Here’s another one that I photographed in my office on July 26, 2011. But, it was actually found dead in the back window of a car some months earlier, sometime around February[1]. And who knows how long it might have been there, it was completely dried out and had probably been rattling around since at least the previous summer.

This shows the big hazard of actual dried insect specimens: they are crazily fragile, and the legs break off at the slightest provocation. All that stayed on with this one are the two big swimming legs.

And I say “swimming legs” because this is clearly a Predaceous Diving Beetle in the family Dytiscidae.
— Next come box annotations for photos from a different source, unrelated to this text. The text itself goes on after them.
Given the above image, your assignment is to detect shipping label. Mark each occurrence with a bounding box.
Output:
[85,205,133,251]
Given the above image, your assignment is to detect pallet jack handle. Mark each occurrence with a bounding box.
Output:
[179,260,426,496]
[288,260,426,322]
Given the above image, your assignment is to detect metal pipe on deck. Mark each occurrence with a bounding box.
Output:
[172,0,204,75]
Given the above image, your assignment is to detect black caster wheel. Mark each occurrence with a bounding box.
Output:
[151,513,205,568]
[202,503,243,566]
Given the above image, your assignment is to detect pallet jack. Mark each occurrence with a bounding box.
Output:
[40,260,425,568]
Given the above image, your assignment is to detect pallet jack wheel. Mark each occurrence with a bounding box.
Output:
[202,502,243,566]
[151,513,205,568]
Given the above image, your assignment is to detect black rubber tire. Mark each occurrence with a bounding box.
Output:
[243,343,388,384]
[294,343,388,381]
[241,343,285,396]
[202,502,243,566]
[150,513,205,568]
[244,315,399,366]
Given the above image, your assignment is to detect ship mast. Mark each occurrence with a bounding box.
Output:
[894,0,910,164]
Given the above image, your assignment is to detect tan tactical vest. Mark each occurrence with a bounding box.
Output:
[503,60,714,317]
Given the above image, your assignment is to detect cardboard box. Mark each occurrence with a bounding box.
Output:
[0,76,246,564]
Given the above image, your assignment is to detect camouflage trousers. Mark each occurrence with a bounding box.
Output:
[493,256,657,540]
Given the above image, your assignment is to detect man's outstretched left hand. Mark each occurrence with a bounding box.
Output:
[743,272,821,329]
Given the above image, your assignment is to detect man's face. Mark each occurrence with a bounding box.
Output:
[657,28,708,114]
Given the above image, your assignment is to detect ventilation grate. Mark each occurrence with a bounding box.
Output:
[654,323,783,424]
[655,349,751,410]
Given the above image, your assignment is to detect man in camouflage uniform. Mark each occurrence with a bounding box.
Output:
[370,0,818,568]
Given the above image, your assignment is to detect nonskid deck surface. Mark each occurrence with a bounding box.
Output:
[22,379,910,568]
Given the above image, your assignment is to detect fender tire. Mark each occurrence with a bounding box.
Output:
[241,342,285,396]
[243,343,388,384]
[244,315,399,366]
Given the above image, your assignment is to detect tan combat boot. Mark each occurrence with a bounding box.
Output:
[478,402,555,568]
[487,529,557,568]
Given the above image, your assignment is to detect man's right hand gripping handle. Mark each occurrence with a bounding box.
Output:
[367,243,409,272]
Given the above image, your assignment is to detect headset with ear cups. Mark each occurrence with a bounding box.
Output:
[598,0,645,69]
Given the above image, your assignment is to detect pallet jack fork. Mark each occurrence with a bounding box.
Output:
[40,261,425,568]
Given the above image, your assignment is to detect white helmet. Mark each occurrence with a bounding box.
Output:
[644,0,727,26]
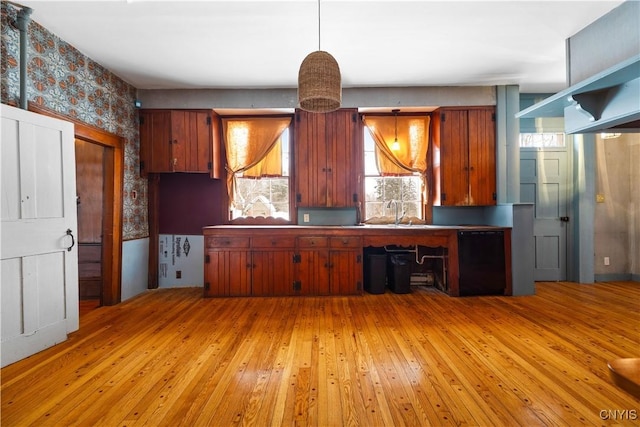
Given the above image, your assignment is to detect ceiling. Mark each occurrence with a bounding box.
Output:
[17,0,623,93]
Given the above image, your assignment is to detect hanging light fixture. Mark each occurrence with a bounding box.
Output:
[391,110,400,151]
[298,0,342,113]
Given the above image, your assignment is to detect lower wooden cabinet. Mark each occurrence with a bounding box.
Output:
[204,235,362,297]
[251,249,295,296]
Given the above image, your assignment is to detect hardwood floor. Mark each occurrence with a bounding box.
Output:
[1,282,640,426]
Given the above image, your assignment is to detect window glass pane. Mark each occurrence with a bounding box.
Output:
[520,133,565,148]
[231,129,290,220]
[364,128,423,219]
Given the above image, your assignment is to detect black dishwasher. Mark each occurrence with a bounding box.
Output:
[458,230,507,296]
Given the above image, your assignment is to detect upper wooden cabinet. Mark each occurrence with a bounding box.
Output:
[294,109,363,207]
[140,110,222,178]
[432,106,496,206]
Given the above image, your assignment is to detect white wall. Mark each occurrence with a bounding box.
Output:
[122,237,149,301]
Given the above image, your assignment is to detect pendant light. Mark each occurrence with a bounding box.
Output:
[298,0,342,113]
[391,110,400,151]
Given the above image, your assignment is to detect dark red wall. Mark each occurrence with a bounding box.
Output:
[159,173,225,235]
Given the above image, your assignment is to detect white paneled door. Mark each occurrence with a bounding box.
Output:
[0,105,79,366]
[520,149,569,281]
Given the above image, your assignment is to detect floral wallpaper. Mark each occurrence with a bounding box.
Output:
[1,2,149,240]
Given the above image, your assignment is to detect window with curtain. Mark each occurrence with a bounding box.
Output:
[222,117,291,220]
[363,115,430,219]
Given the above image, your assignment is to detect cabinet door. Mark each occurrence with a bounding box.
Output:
[440,110,469,206]
[468,108,497,206]
[325,109,364,207]
[251,250,296,296]
[436,107,496,206]
[171,110,212,172]
[329,251,362,295]
[295,249,331,295]
[204,250,251,297]
[295,110,327,207]
[140,110,173,174]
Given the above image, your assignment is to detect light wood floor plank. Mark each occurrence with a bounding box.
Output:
[0,282,640,427]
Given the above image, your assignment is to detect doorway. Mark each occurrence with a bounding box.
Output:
[75,139,105,315]
[520,145,571,281]
[29,103,124,305]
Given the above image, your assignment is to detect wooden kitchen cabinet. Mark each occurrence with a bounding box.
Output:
[294,109,363,207]
[432,107,497,206]
[296,236,362,295]
[251,234,295,296]
[204,230,362,297]
[204,236,252,297]
[140,110,222,178]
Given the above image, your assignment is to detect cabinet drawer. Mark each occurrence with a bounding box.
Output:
[330,236,362,248]
[207,237,249,248]
[298,236,329,248]
[251,236,296,249]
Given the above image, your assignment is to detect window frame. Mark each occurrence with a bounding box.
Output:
[220,114,295,225]
[360,111,433,222]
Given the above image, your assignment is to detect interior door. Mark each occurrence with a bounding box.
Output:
[75,139,105,301]
[520,148,569,281]
[0,105,78,366]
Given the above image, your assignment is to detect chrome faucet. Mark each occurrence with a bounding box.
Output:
[387,199,406,225]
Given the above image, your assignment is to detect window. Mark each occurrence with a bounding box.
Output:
[223,117,291,221]
[231,129,289,220]
[364,116,429,219]
[520,133,564,148]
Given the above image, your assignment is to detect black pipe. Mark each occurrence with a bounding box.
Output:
[17,6,33,110]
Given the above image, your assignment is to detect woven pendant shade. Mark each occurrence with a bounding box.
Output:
[298,50,342,113]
The long hairs on the strong hind legs make them very effective swimming paddles.

Even though they are predatory, they don’t have the huge mandibles that we normally associate with carnivorous beetles (unlike their highly-aggressive larvae) . It’s a shame that the front legs are missing, I expect that if they were still present we’d see that they were fairly strong and adapted for grasping prey.

Unlike the water scavenger beetle in the previous posting, this one has no keel and is thinner. I think this one’s hunting style is to lurk on the surface (with its brown mottling disguising it as a small dead leaf), with its downward-looking eyes used to spot likely prey items swimming underneath it. It would then quickly swim down to snatch it with a few strokes of its big, oar-like rear legs, which are good for a short burst of speed but not so much for sustained swimming.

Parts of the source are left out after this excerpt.